Democrats Try to Undo the Best Part of Trump’s Legacy

Voters rejected his bad behavior. His policies on taxes and regulation were largely successful pre-pandemic.

By Jason L. RileyFollow

Aug. 2, 2022 6:31 pm ETSAVEPRINTTEXT


Former President Donald. J. Trump at the Trump National Golf Club in Bedminster, N.J., July 31.PHOTO: JUSTIN LANE/SHUTTERSTOCK

The Democratic Party has a more complicated relationship with Donald Trump than it likes to admit. It wants voters to remember the nonstop chaos of his administration, his Twitterrants, how he debased the presidency on Jan. 6 and won’t stop lying about the 2020 election results. Fair enough.

But Democrats also need voters to forget the success of the pre-pandemic economy and support efforts to reverse policies that abetted faster growth. The reality is that when Mr. Trump wasn’t embarrassing himself, he was advancing a more or less traditional Republican agenda of lower taxes and lighter regulations. The upshot was an acceleration in economic activity, higher labor-force participation rates and narrowing racial inequality.

“During Trump’s first three years in office, median household incomes grew, inequality diminished, and the poverty rate among Black people fell below 20% for the first time in post-World War II records,” the Journal reported in October 2020. “The unemployment rate among Black people went under 6% for the first time in records going back to 1972.” Minorities weren’t the only beneficiaries of this boomlet. Between 2017 and 2019, wages for the bottom 10% of earners grew at more than double the rate they did during President Obama’s second term.

This record is all the more impressive because it defied expectations. The growth of gross domestic product during Mr. Obama’s final year in office was only about half of what it had been a year earlier, which prompted no shortage of doom-and-gloom economic forecasts for the Trump presidency. Nevertheless, in 2017, 2018 and 2019, the unemployment rate came in below what the Federal Reserve had predicted, while GDP was higher than anticipated.

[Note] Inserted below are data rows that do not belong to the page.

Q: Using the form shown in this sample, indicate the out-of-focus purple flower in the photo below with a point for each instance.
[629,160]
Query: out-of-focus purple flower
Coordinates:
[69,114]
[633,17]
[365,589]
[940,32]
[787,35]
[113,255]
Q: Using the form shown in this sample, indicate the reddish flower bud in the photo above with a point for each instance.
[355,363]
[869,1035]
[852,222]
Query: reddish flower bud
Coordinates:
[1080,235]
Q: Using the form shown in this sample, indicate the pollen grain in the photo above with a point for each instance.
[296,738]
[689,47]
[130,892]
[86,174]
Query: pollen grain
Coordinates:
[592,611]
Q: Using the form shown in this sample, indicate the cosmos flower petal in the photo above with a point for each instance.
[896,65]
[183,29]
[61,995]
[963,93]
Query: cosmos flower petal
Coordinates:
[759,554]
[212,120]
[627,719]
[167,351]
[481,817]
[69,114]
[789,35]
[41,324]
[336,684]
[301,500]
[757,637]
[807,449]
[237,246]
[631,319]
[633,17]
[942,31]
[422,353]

Democrats are loath to give Mr. Trump’s tax and regulatory agenda any credit for these outcomes, but the economy performed in the main just as administration officials and supply-side economic modeling predicted. Lower corporate tax rates were intended to reverse the downward trend in business investment, and following their implementation major companies announced wage hikes, bonuses and 401(k) match increases. In the two-year period after the 2017 tax reform passed, household incomes rose by more than they had in the previous eight years combined.

The reason this history is important is because Democrats, via the Inflation Reduction Act unveiled last week, want to raise the taxes that Mr. Trump cut. No matter what it’s called, the legislation is another tax and spending bonanza that will do little if anything to reduce inflation. But passage could discourage the kind of business investment we saw before Covid. And because corporate levies are borne mainly by employees, higher taxes on businesses can also lead to lower wages and less hiring.

The White House seems to be under the impression that Mr. Trump got the boot in 2020 because of his stewardship of the economy and that voters want his economic policies reversed. But the economy is one area where Mr. Trump consistently polled strongest, and he was elected in 2016 in large part because of the sluggish growth under Mr. Obama. As Mr. Obama’s vice president, Joe Biden rode shotgun through the slowest economic recovery since World War II—a recovery that finally kicked into gear after tax reforms opposed by most Democrats in Congress took effect.

Democrats are in a bind. With inflation at a 40-year high, violent crime rates spiraling upward, and a border situation that even has Democratic mayors of sanctuary cities complaining about too many illegal immigrants, the midterm elections could be significantly worse than they typically are for the party that controls the White House.

Not all of Mr. Trump’s economic policies are worth preserving. His trade war with China has been a bust. It didn’t reverse a U.S. decline in manufacturing, as the White House promised. Rather, it helped some manufacturers while hurting others, for a net loss overall. Yet instead of reducing tariffs on Chinese goods, which increase prices for U.S. consumers at a time when people are already feeling pinched, the Biden administration has decided to target tax cuts that can be shown empirically to have benefited the working class.

Whether the issue is crime, immigration or the economy, Democrats are putting progressivism ahead of pragmatism and believe that the defeat of Mr. Trump in 2020 gives them license to do so. But Mr. Trump lost his bid for a second term because the country grew tired of his behavior, which shouldn’t be confused with his economic and political agenda. It might take a midterm shellacking for the left to finally figure out why Joe Biden was elected.